Interestingly, Federspiel (3) compared results of his calculations with
spherical cells and axisymmetric capillary geometry with another set of
experimental data and found them in good agreement.
Theoretical studies (3, 5, 9) make important predictions of diffusing
capacities for a single pulmonary capillary. All of these studies
predict that a major fraction of the membrane resistance is
intracapillary and is related to the pathway of oxygen diffusion
through the plasma gaps between adjacent RBCs and that this resistance
varies significantly with hematocrit.

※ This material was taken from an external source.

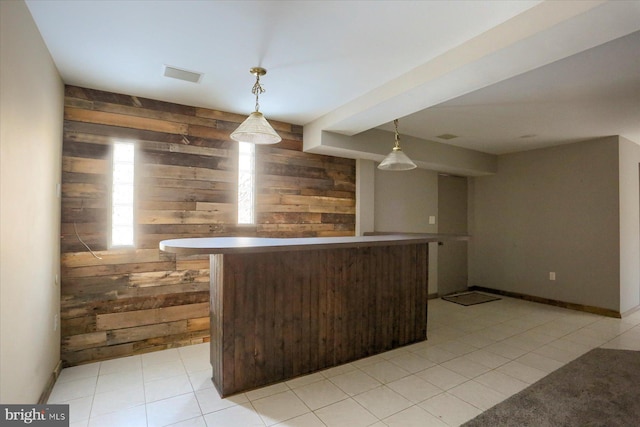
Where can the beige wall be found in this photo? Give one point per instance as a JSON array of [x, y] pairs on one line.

The difficulty in comparing the
predictions of these models to in vivo experimental data lies in the
fact that data for individual pulmonary capillaries are not available,
and data for whole lung are likely to be affected by multitude of
factors not accounted for in a single capillary model, such as
heterogeneities in capillary-tissue geometry, alveolar
PO2, capillary hematocrit, and flow distribution. Similar difficulty is evident in the analyses applied to
the systemic circulation. The next stage in mathematical modeling should include these heterogeneity factors, thereby linking the microscopic single-capillary and the whole organ behavior. The emerging
experimental data that include not only the effects of hematocrit but
also of other factors, such as RBC shape (1, 17), and perhaps future
measurements in the pulmonary microcirculation should provide the basis
for substantive validation of the theory.